Carli Lloyd, a two-time Olympic gold medal winner and member of the 2015 World Cup winning team, is now turning her energies toward a new match-up: equal pay for equal play.

"Simply put, we’re sick of being treated like second-class citizens. It wears on you after a while. And we are done with it," Lloyd wrote in an essay published in the New York Times.

Lloyd and four other members of the U.S. Women's Soccer team filed a wage-discrimination complaint with the Equal Employment Opportunity Commission seeking equal pay in late March.

NBC News previously reported that although female players are paid as little as 40 percent of what a male player could make, attendance for women's national soccer team games has risen to striking range with the men's game levels in the past year.

And the women's team has had more success in tournament play than the U.S. men's team could dream of.

"If I were a male soccer player who won a World Cup for the United States, my bonus would be $390,000. Because I am a female soccer player, the bonus I got for our World Cup victory last summer was $75,000." Lloyd says in her essay.

Related: U.S. Women's Soccer Team Could Boycott 2016 Olympics

On Sunday, U.S. women’s soccer team co-captain Becky Sauerbrunnsaid players could decide in July to boycott August’s Olympics if nothing has changed regarding the complaint. Lloyd strikes a similar affirmative tone in her essay.

"We are not backing down anymore," Lloyd wrote.

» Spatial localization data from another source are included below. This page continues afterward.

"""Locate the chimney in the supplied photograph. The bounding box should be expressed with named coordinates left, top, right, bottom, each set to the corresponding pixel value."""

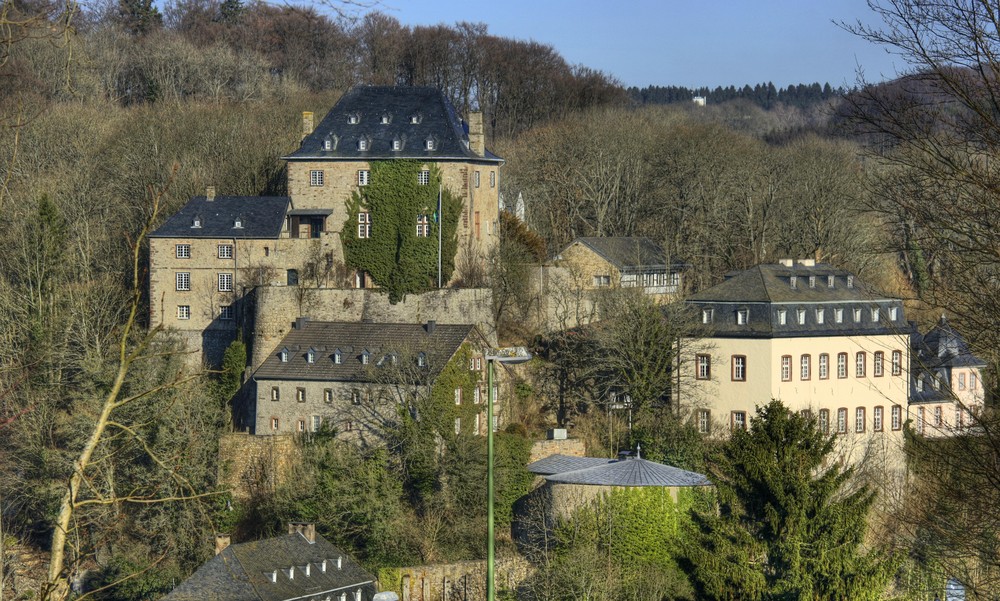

left=426, top=320, right=436, bottom=334
left=302, top=111, right=315, bottom=140
left=467, top=112, right=484, bottom=157
left=215, top=533, right=231, bottom=555
left=288, top=522, right=316, bottom=544
left=797, top=258, right=816, bottom=267
left=294, top=316, right=309, bottom=330
left=206, top=186, right=216, bottom=202
left=778, top=258, right=793, bottom=267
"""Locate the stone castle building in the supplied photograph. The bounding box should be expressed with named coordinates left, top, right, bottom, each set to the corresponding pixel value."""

left=149, top=86, right=502, bottom=365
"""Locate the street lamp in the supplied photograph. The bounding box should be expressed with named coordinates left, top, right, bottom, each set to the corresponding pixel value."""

left=485, top=346, right=532, bottom=601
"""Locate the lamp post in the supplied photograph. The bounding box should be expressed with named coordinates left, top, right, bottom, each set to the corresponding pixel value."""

left=485, top=347, right=531, bottom=601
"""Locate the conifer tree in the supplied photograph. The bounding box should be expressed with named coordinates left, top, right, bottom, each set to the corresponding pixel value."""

left=686, top=401, right=893, bottom=600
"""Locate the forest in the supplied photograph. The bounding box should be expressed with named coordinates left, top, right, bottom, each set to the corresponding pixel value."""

left=3, top=0, right=1000, bottom=599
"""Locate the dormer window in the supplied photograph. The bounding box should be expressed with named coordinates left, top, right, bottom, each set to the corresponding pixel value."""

left=321, top=559, right=328, bottom=572
left=847, top=275, right=854, bottom=288
left=828, top=275, right=835, bottom=288
left=348, top=113, right=359, bottom=124
left=797, top=308, right=806, bottom=325
left=392, top=137, right=402, bottom=151
left=192, top=215, right=202, bottom=228
left=334, top=349, right=342, bottom=365
left=270, top=570, right=278, bottom=583
left=306, top=348, right=316, bottom=364
left=279, top=348, right=289, bottom=363
left=816, top=308, right=825, bottom=324
left=358, top=138, right=369, bottom=151
left=417, top=352, right=427, bottom=367
left=702, top=308, right=713, bottom=324
left=323, top=137, right=336, bottom=151
left=872, top=308, right=880, bottom=322
left=790, top=276, right=797, bottom=289
left=736, top=309, right=749, bottom=325
left=380, top=113, right=391, bottom=124
left=778, top=309, right=787, bottom=325
left=853, top=308, right=862, bottom=322
left=889, top=306, right=898, bottom=321
left=424, top=138, right=435, bottom=151
left=361, top=351, right=370, bottom=365
left=808, top=276, right=816, bottom=288
left=234, top=216, right=243, bottom=229
left=410, top=114, right=421, bottom=124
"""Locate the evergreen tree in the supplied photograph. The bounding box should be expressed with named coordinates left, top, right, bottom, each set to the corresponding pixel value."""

left=685, top=401, right=894, bottom=600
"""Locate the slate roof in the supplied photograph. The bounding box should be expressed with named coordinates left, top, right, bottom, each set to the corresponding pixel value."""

Image: Olympics Day 13 - Women's Football Final - Match 26 - USA v Japan
Hope Solo #1 and Carli Lloyd #10 of the United States celebrate with the American flag after defeating Japan by a score of 2-1 to win the Women's Football gold medal match on Day 13 of the London 2012 Olympic Games at Wembley Stadium on August 9, 2012 in London.Michael Regan / Getty Images

"If I’ve learned anything in my career, it’s that nothing worthwhile in life comes easy. That’s just the way it is. This isn’t about a money grab. It’s about doing the right thing, the fair thing," she continued.